Host origin and viral variant
Green turtle haplotype frequencies at rookeries are utilized by bioinformatic tools to estimate which genetic stock a particular haplotype belongs to [32, 50, 52]. Turtles frequenting a given foraging site usually represent genetic stock from multiple rookeries, although there is a trend for southern GBR haplotypes to occur at higher frequency in the more southern foraging sites and vice versa for the northern GBR stock [50, 52]. If ChHV5 were transmitted vertically from parent to offspring, then a viral variant distribution along the coast could be a reflection of turtle genetic stock distribution and phylogenetic clustering of ChHV5 would be expected to be based on host haplotype rather than sampling location.
This study used molecular methods to assess the relationship between turtle origin and viral variant, yet no close association could be identified. These results lend weight to the theory of horizontal transmission of this virus at foraging sites, rather than vertical transmission at rookeries. Fig 2 shows that the phylogenetic clustering in this study was strongly linked to sampling location, whilst Fig 3 demonstrates that each variant found in this study was isolated from turtles with a mixture of origins.
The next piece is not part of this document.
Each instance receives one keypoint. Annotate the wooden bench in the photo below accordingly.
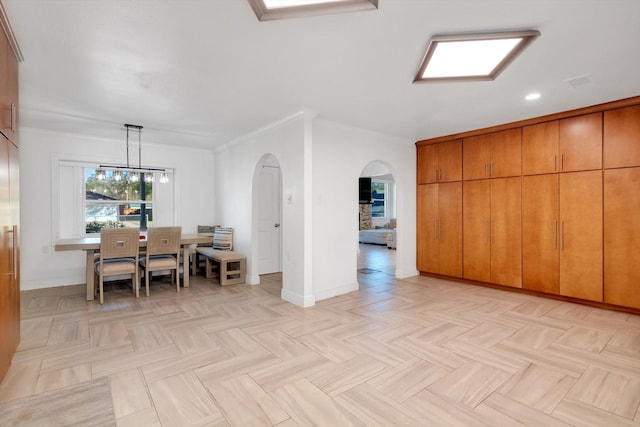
(229, 266)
However, definitive conclusions are limited as many haplotypes have been linked to multiple source regions. Most turtles in this study (76.3%) were found to belong to the CmP47.1 haplotype. This is the most common haplotype found on the GBR and has been observed in rookeries in the southern GBR, Coral Sea and New Caledonia. At present, researchers are unable to decipher which one of these three regions an individual turtle may have originated from using molecular methods. Therefore, it not yet possible to know whether all of the CmP47.1 turtles originated exclusively from the southern GBR, Coral Sea or New Caledonia, or a mixture of these regions. It has been suggested that increasing the length of mtDNA targets may allow for further differentiation of known haplotypes and more reliable identification of the region of origin for particular haplotypes [50]. The use of full mitochondrial genomic sequence, microsatellite markers, or genotype by sequencing to determine turtle haplotypes should be investigated in future studies. Despite the current limitations in establishing turtle origin by haplotype alone, the results of this study demonstrate that there is no close link between haplotype and viral variant.
Limitations
Research on FP and ChHV5 as a causative agent is challenging as it relies on opportunistic sampling of turtles with FP tumours and thus, sample sizes are often limited. While this study has used the largest number of individual FP affected turtles to date, for some locations the sample size is still small. The limited sample availability for particular locations, coupled with some variants only being identified in a small number of turtles, prevented the assumptions of the chi-square test from being met in the statistical analysis. To address this, we reported the values from the Fisher’s exact test. However, it is clear that sampling more extensively along the GBR would greatly improve our ability to analyse and understand this disease.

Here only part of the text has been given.